Urlaubtips

Snow Down
in Aspen/Colorada

Aspen ist cool, sagt man. So cool, daß hier sogar die Bürgersteige beheizt werden. Jedes Jahr rauschen dreiviertel aller auf der Welt registrierten Privatjets nach Aspen. Stau gibt´s hier nicht auf den Straßen, sondern in der Luft. Aspen, das ist Kitzbühel plus St. Moritz, das ist Hollywood im Pulverschnee, das ist einfach irre.
Obwohl Aspen ein ganz normales Skigebiet ist, was man in Colorado eben so unter normal versteht: vier Berge mit 42 Liften und insgesamt 270 Abfahrten. Erst mal Aspen Mountain, dessen Buckelpisten-Panorama zusammen mit dem Walnut-House zum weltweiten Erkennungszeichen für den Ort wurde. Sollte die Aussicht auf Buckelpisten nicht so geübte Skifahrer schrecken: Es ist alles halb so wild - der Berg hat auch ganz zahme "Autobahnen" wie den "Gentleman´s Ridge" oder "Cooper Cutoff", auf denen selbst die Hollywood-Herrschaften glänzen können. 1958 eröffnete Friedl Pfeifer, gebürtig aus St. Anton am Arlberg, Skilehrer und einer der Gründerväter des Skiparadieses Aspen, den zweiten Berg, Buttermilk Mountain. Er wollte ein Gebiet für Anfänger, und Buttermilk gilt auch heute noch als eines der weltbesten Skigebiete für nicht so tolle Cracks.

Aspen Highlands, Berg Nummer drei, nahm ebenfalls 1958 den Betrieb auf. Die Highlands sind zwar größtenteils nicht allzu schwierig, rund ein Drittel der Abfahrten bieten aber den Thrill für Könner. Die steilen, mit Bäumen durchsetzten Runs von Sherwood Forest oder Twilight Zone sind nicht für schwache Nerven. 1967 schließlich wurde Snowmass eröffnet, 15 Kilometer von Aspen entfernt (zwischen allen Gebieten pendeln kostenlose Busse im 15-Minuten-Takt) und grösser als alle drei anderen Gebiete zusammen.
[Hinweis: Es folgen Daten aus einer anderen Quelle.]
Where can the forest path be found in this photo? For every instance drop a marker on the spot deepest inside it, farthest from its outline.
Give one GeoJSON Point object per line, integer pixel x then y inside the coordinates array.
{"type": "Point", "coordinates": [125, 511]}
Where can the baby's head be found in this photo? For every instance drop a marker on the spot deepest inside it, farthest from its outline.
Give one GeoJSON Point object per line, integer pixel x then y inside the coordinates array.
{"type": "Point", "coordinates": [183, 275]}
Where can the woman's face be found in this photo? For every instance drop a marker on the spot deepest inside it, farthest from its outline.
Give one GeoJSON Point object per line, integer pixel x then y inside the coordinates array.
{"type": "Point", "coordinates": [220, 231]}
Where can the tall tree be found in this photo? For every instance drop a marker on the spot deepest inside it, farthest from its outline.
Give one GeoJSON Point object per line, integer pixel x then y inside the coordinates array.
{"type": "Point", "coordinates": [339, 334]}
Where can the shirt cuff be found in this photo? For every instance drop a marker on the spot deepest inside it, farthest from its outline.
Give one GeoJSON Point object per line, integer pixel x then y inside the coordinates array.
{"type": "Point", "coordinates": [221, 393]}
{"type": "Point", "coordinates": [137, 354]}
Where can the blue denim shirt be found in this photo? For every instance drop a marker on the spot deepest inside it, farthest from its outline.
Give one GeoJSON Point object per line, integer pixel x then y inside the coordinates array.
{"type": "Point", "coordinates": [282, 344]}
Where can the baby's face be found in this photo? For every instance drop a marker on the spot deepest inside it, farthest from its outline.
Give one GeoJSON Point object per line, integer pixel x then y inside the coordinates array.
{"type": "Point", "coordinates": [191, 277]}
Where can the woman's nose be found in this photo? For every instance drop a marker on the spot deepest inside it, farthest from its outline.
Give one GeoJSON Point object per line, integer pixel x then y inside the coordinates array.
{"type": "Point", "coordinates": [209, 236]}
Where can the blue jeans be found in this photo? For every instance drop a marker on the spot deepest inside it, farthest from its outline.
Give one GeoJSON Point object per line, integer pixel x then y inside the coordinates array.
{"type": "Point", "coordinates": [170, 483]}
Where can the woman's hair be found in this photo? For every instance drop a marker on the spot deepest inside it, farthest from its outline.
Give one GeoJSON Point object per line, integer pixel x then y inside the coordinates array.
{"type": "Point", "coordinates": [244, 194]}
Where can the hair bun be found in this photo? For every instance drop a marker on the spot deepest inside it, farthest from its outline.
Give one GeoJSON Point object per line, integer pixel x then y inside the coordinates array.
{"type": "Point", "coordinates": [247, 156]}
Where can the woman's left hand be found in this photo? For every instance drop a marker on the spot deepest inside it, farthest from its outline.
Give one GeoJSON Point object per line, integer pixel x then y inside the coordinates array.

Snowmass gilt als Familiengebiet und bietet die größten Variationen. Hier finden sich traumhaft lange Abfahrten, aber auch ein Extrem-Revier mit bis zu 30 m hohen Klippen und 45 Grad steilen Schluchten, das es in sich hat.
Unten ins Tal hat man ein Retortendorf nach französischem Vorbild gestellt. Das Leben beschränkt sich auf die Village Mail, eine etwas hundert Meter lange Shoppingstrasse, in der Restaurants und Läden in mehreren Stockwerken miteinander konkurrieren. Doch was Snowmass an Flair fehlt, besitzt das 1879 gegründete Silberminenstädtchen Aspen im Überfluß. Die hübschen viktorianischen Häuser, als Kontrast die Wildwest-Fronten, die vielen Shops und Kneipen im Städtchen - das hat schon etwas heimeliges.

In die Rocky Mountains statt Winterurlaub in Europa, das heißt gleich Skifahren statt Anstehen am Lift, breite Highway-Abfahrten aller Schwierigkeitsgrade von Blau bis Schwarz statt überfüllten Schneisen, baumlose, traumhafte Buckelpisten statt enge, verbotene Abfahrten im Wald, absolute Schneesicherheit von November bis April statt mühsam präparierter Pisten aus Kunstschnee, und nicht zu vergessen, ein ausgewogenes Preis-Leistungs-Verhältnis statt der kaum nachvollziehbaren, stetig steigenden Kostenentwicklung in unseren Wintersport-Regionen. Kurzum - Ein Urlaub, der sich lohnt!